The court struck down the Massachusetts buffer zones in large part because the law imposed blanket restrictions on public speech as a way to address crowd control issues at a single clinic in Boston. But as Roberts notes, “Any such obstruction can readily be addressed through existing local ordinances.”
As I noted on the Senate floor during debate over New Hampshire’s nearly identical buffer zone law, there are better ways to address the crowd control issues at a single abortion clinic in Manchester than by limiting speech at all such clinics.
In Massachusetts, the court found “the zones compromise petitioners’ ability to initiate the close, personal conversations that they view as essential to ‘sidewalk counseling.’” The same is true in New Hampshire.
So why did Gov.
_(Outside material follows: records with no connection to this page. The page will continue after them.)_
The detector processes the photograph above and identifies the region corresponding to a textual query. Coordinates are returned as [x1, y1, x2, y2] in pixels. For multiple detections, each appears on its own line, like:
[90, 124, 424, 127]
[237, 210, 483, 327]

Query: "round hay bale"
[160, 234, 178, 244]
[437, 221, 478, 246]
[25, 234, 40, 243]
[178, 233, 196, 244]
Maggie Hassan rush to sign an unconstitutional breach of the First Amendment into New Hampshire law? We tried to warn her that it would not survive the summer. In fact, the court’s imminent decision seems to have rushed the governor into signing the bill.
Given the McMullen decision, New Hampshire’s buffer zone law is null and void. The Legislature can’t officially repeal it until next year, but there is no way the Attorney General’s office or local police departments should waste resources attempting to enforce an unconstitutional statute.
New Hampshire should protect access to health care facilities and public safety. Thankfully, there have been no such issues at the clinic in Manchester. The city’s police department has done a fine job ensuring that no one is blocked from entering or leaving the facility, and that traffic flows safely through the neighborhood.
Should existing laws ever prove inadequate to serve these needs, the Legislature should find a solution narrowly crafted to preserve access and safety that does not “burden substantially more speech than is necessary to further the government’s legitimate interests.”
Abortion is a controversial issue. Our beliefs are personal and deeply held. Anything touching on this subject becomes polarized. But this week’s unanimous Supreme Court decision should convince us that the unconstitutional buffer zone law has nothing to do with abortion. Rather, “it imposes an especially significant First Amendment burden.”
Going forward, I hope that we can all agree, much like the liberal and conservative Justices on the U.S. Supreme Court, on the right of all Americans to speak freely on public sidewalks.
Sen. Sharon Carson, R-Londonderry, chairs the Senate Judiciary Committee.